140字プロレス鶴見辰吾ジラ

傷物語Ⅲ 冷血篇の140字プロレス鶴見辰吾ジラのレビュー・感想・評価

傷物語Ⅲ 冷血篇(2017年製作の映画)
3.5
アララギ・プラン

待たせに待たせた「物語シリーズ」のプリクエル。
ピープルvs西尾維新(新房監督)。
「傷物語 エピソードⅢ:おっぱいもみもみしてください!」

”地獄への道は善意で舗装”とよくいいます。

出会い:君は四肢すらなく蠢くだけだった。
契約:キスショットさんのロリカッケーあどけない歩み。
共闘:闘いの中で成長していく君。
終末:君は有翼となり大陸間すら飛翔を可能とした。

クライマックスの行き過ぎたバトル描写は圧巻というよりもコメディックでしたね。劇場版だからこそのクオリティというのもあるのですが、アメコミ、いわゆるMCUやDCコミックにあるような超論理的なバトル。頭を拳で飛ばしあうというエクストリームなバトル描写と疾走感に・・・

いや・・・でも今作の白眉は体育倉庫の阿良々木暦vs羽川翼のシーンですね。
神谷浩史vs堀江由衣の演技合戦に加え、細かいディティールにて真摯に勝負した描写のサービスカットとセリフの応酬。
「何でこんなところに全力投球?」
というところに感じる変態チックな美学的要素云々カンヌンが一番琴線に触れてしまったわけです。

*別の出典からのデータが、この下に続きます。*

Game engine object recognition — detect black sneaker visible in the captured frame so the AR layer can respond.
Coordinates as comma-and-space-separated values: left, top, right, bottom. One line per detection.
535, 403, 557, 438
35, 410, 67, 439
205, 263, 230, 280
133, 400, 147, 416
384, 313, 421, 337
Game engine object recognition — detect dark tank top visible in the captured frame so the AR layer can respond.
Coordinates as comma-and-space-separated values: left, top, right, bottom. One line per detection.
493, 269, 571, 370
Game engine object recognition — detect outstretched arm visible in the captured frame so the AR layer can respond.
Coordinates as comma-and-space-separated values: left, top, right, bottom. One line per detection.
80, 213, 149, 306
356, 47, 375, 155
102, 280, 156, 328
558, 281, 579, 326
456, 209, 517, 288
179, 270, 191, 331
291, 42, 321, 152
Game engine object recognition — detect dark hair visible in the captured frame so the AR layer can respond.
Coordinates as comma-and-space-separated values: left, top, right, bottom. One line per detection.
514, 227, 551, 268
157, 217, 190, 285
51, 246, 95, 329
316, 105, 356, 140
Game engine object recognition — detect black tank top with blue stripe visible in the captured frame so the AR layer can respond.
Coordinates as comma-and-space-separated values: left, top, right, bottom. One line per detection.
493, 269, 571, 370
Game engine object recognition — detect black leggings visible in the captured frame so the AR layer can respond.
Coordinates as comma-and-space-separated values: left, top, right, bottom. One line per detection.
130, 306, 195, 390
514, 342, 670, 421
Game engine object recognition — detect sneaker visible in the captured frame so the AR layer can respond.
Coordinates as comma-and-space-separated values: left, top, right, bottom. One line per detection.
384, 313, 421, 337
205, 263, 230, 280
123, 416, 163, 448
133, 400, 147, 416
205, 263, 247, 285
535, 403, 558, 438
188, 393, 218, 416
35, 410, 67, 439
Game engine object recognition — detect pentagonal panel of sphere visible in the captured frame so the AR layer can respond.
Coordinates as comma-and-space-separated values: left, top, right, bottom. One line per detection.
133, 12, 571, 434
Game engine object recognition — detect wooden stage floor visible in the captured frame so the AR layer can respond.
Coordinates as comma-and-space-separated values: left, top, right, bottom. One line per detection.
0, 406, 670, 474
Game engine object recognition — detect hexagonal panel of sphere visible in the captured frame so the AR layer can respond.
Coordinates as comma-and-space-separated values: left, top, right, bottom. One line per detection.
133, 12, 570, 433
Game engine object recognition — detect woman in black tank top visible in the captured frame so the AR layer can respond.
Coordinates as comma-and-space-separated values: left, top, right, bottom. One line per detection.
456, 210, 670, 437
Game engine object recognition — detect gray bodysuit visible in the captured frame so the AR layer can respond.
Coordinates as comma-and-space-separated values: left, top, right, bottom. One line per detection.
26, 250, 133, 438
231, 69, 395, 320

アニメシリーズでの、わけにわからん駄話をちょいちょい挟むくらいの温度の物語シリーズとは一変しての劇場版でしたので、このエロシーンからのクライマックスは中々ハード。

本来、葬るべき相手に対してのアララギ・プランの愚行加減も含めて、彼の人間強度が上がった=成長したのだと春休み明けの登校描写と忍野忍としてのキスショットとの疑似キスシーン描写の切なさを噛みしめるわけでした。

幸福の拡散と不幸の共有という最終的にエゴと主観でしかないオチのつけ方は嫌いじゃないですし、少し大人びて核による均衡だとか原発の冷却化だとかまでいろいろめぐらせながら、人は傷を背負って誰かと生きて幸せになるんかな~と遠い目をして考えてしまった作品でした。

東京オリンピックの実況シーンや日本の国旗が悍ましいくらい映っているカットなど印象的。あとはシリーズ通してファーストカットの実写感による引き込みは大変見事でした。